On ne les voit pas, mais on les sent. Les canicules marines. Ces épisodes de fortes chaleurs qui font grimper la température de l'eau et qui mettent l'écosystème marin à rude épreuve. Voyons pourquoi ce phénomène est plus fréquent et surtout plus intense en Méditerranée.
Les canicules marines sont systématiquement liées aux canicules terrestres. Et nous sommes en ce début août en pleine vague de chaleur et phénomène de nuits tropicales. La mer Méditerranée a été particulièrement chaude ces derniers jours, au-delà de 29 °C relevés au large de Nice ce dimanche 4 août 2024. Le record de 2023 sera peut-être battu cette année, on s'en approche.
D'où viennent ces canicules marines
Le cocktail déclencheur ? De très fortes chaleurs associées à une absence de vent pendant plusieurs jours, voire plusieurs semaines suffisent à engendrer des dégâts considérables sous la surface.
Une canicule marine, nous en vivons une en ce moment même.

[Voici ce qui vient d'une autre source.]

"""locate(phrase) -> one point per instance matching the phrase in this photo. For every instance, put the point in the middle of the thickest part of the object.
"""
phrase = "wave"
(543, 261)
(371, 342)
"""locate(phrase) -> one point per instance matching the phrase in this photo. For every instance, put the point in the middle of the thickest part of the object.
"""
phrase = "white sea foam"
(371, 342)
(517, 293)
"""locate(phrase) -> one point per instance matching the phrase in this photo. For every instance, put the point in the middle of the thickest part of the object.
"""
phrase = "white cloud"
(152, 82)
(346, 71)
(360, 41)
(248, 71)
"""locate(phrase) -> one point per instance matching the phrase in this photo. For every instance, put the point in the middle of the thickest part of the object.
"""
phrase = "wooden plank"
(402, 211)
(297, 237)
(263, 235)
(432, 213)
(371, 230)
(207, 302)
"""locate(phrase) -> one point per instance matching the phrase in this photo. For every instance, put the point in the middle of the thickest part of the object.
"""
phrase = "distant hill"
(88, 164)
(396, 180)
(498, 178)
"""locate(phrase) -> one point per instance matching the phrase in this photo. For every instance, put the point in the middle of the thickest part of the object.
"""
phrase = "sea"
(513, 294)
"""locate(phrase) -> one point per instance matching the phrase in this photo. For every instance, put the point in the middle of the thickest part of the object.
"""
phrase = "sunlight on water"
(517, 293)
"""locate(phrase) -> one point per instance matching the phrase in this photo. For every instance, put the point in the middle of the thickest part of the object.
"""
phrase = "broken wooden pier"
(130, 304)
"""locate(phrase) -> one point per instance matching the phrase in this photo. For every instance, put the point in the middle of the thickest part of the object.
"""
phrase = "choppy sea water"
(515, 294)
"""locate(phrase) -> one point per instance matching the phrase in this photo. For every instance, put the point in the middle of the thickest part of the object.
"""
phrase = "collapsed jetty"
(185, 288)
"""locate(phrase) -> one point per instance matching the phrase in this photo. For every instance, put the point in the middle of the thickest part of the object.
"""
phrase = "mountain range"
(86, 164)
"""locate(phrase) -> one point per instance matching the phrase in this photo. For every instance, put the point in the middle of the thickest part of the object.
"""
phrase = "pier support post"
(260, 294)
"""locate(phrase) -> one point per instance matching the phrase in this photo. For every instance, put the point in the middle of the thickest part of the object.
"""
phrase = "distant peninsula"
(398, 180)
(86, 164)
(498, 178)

Comment le savons-nous ? Principalement grâce à une bouée de surveillance installée en entrée de rade à Villefranche-sur-Mer dans les Alpes-maritimes.
Elle relève la température toute l'année, toutes les heures et depuis mi-juillet, elle indique aux chercheurs de l'Institut de la Mer (IMEV) que la période est très critique.
Jean-Pierre Gattuso, directeur de recherches à l'IMEV et ses équipes, gardent un œil rivé sur les données en permanence. Les derniers relevés (du week-end précédent) indiquaient 29.1 degrés.
Ce sont 3 à 3,9 degrés au-dessus des normales constatées lors d'un mois d'août classique.
Nous avons pris vraiment conscience du problème dans la région lors de la canicule extrême et meurtrière de 2003. Depuis cette période, nous suivons de près l'évolution de la situation. Cette saison 2024 et l'année 2022 sont les dernières canicules en date qualifiées de très importantes.
Jean-Pierre Gattuso / Directeur de recherches à l'Institut de la Mer (IMEV)
Pourquoi et comment ça arrive ?
Nous sommes en vigilance orange canicule depuis plusieurs jours...
Cet air chaud réchauffe la surface de la mer. Une singularité que l'on doit au fameux effet de serre. Cette espèce de "couverture" brumeuse autour de la planète qui fait chauffer l'air qui lui-même fait chauffer l'eau.
Ajoutez à cela l'absence de mistral qui empêche l'eau de surface de se mélanger, de se brasser avec l'eau du fond, plus froide (13 degrés en Méditerrannée à partir de 40 mètres de profondeur).
Au final, cela donne des conditions très favorables au développement des canicules marines mais également de violents épisodes méditérannéens.
On dit plus communément qu'il y a...le feu dans la mer.
On observe une augmentation de la fréquence de ces épisodes. Ça n'est pas une surprise. Un rapport du GIEC de 2019 démontre que selon le respect ou non de l'accord de Paris, on va multiplier par 20 ou même 50 les canicules marines d'ici à 2100.
Jean-Pierre Gattuso / Directeur de recherches à l'Institut de la Mer (IMEV)
Les espèces
Des études sont en cours pour observer la réaction, la résistance ou la résilience de certaines espèces. Ce sont les gorgones, ces espèces de forêts sous-marines qui sont les plus sensibles au réchauffement. Elles ne se déplacent pas et font partie de la flore fixe. Leur étude et observation est de ce fait facilité.
Depuis la canicule de 2022 on s'est aperçu qu'en l'absence de canicule marine pendant un certain temps des gorgones sévèrement touchées avaient de petites repousses certes timides mais il y a en ce moment un état des lieux réalisé au large de Marseille par l'association Septentrion Environnement
Philippe Vallette / Océanographe membre de la Fondation de la Mer
Depuis les années 60, on sait qu'un millier d'espèces ont migré du sud vers le nord via le Canal de Suez, car les températures sont devenues plus supportables au fil des ans. L'inverse n'existe pas. Les espèces endémiques du nord habituées aux températures tempérées ne peuvent pas se rendre au-delà car la Méditerranée au nord est un "cul-de-sac" infranchissable contrairement à l'Atlantique par exemple.
Quelle solution ?
Selon Jean-Pierre Gattuso, la solution passe par l'application de l'accord de Paris sur le climat. Si on arrêtait d'augmenter la concentration du CO2 dans l'atmosphère, on pourrait déjà stabiliser les températures actuelles et stopper ce développement continu.
La situation préoccupante mais Il y a des choses à faire et tout le monde a un rôle à jouer.